Tuesday, August 4, 2009

SPOTLIGHT: Alile Eldridge

Each week we will be picking three (3) members to spotlight to tell their alzheimer's story and why they are running in this year's New York City marathon. Check in each day or week for new updates on who will be spotlighted and get to know your teammates...(each person is picked at random)

SPOTLIGHT: Alile Eldridge

In January 2009, I decided to start running on a consistent basis. I joined New York Road Runners, and set out on a journey to make myself marathon ready by 2010.

Running a marathon has been a goal of mine for quite some time, so I decided to take part in the 9+1 program (run 9 races, volunteer at one, and you are guaranteed entry into the marathon for the following year).

I regularly attend a support group for young adults who have a parent suffering with Alzheimer’s and other forms of dementia. The group is one of many support groups in NYC organized by the Alzheimer’s Association. I shared my running goals with the group, and explained how I have seen a positive impact in my ability to deal with the emotions, and stress of seeing a loved one go through such a devastating disease. Once I learned about the charity team at the Alzheimer’s Association I was intrigued to learn more. I did some research, found the team application and decided running for this cause was something I needed to be a part of.

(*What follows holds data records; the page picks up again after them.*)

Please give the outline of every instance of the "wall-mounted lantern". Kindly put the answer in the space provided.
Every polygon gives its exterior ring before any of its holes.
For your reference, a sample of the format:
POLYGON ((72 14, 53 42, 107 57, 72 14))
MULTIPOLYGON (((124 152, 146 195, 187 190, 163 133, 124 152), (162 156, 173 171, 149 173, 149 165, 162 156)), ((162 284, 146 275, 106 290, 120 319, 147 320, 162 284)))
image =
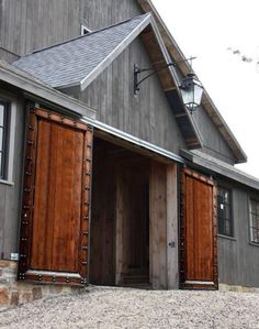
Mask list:
POLYGON ((195 111, 202 102, 203 87, 196 76, 188 74, 179 86, 184 106, 191 112, 195 111))
MULTIPOLYGON (((139 68, 137 65, 134 65, 134 94, 137 95, 139 91, 139 85, 151 77, 153 75, 157 74, 158 72, 169 67, 169 66, 176 66, 178 63, 181 62, 187 62, 187 61, 192 61, 195 57, 191 57, 188 59, 174 62, 174 63, 168 63, 167 65, 162 66, 158 70, 155 70, 153 67, 151 68, 139 68), (153 70, 150 74, 146 75, 142 79, 140 74, 144 72, 149 72, 153 70)), ((185 78, 182 79, 181 85, 179 86, 181 97, 183 105, 187 107, 187 109, 190 111, 192 114, 193 111, 196 110, 196 108, 201 105, 202 101, 202 94, 203 94, 203 87, 200 80, 196 78, 196 76, 193 73, 190 73, 187 75, 185 78)))

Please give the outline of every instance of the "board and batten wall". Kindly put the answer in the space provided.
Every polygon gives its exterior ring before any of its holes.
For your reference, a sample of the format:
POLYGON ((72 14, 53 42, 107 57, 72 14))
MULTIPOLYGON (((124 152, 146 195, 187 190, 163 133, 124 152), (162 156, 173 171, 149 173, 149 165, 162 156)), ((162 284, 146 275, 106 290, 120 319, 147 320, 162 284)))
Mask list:
POLYGON ((18 252, 25 116, 22 96, 7 92, 0 86, 0 99, 10 102, 11 124, 14 125, 13 139, 9 139, 12 144, 9 150, 13 150, 13 155, 9 156, 12 169, 7 180, 0 180, 0 259, 10 259, 11 253, 18 252))
POLYGON ((0 0, 0 47, 22 56, 140 13, 134 0, 0 0))
POLYGON ((259 193, 230 182, 221 185, 232 191, 234 238, 218 235, 219 283, 259 287, 259 245, 250 243, 249 232, 249 199, 259 200, 259 193))
POLYGON ((97 109, 98 120, 179 153, 185 142, 157 76, 145 80, 134 95, 134 64, 151 67, 139 37, 79 94, 79 99, 97 109))
POLYGON ((192 118, 202 136, 202 151, 221 161, 235 164, 233 152, 206 111, 200 107, 198 111, 193 112, 192 118))

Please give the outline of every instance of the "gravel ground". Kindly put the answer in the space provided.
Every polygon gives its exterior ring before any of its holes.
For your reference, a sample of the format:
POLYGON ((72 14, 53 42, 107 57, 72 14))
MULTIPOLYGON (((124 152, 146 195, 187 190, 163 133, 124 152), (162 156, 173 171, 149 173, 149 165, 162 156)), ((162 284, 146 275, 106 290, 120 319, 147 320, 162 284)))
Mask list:
POLYGON ((259 294, 90 287, 0 312, 0 328, 259 328, 259 294))

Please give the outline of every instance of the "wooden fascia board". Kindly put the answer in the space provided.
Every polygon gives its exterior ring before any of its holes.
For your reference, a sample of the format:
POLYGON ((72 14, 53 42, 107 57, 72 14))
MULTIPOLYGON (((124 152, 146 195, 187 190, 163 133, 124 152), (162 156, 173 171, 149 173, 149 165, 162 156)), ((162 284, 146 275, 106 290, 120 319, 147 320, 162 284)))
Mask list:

I had a bunch of nerves after my application was submitted! What if I am accepted? Can I pull this off in such a short period of time? Can I be marathon ready in 4 months? Can I raise at least $3,000 in a recession? Yes. I. Can! I have so much inspiration to draw from. Running the marathon is a tangible way to help battle a disease that has already taken my grandmother from me, and slowly taking my father from me.

In 2006 my grandmother passed away due to complications from Alzheimer’s at the age of 89. She suffered through the disease for nearly 15 years. My father was diagnosed with dementia two years ago, but more recently diagnosed with a specific type of dementia called Lewy body dementia (LBD). LBD shares characteristics with both Alzheimer's disease and Parkinson's disease. Like Alzheimer's, it causes confusion. Like Parkinson's, it can result in rigid muscles, slowed movement, tremors and visual hallucinations. Both cases have been heartbreaking to witness first hand.

I am running to help raise awareness about a disease that has forever changed my family. I am so grateful to run in honor of my father and in memory of my grandmother.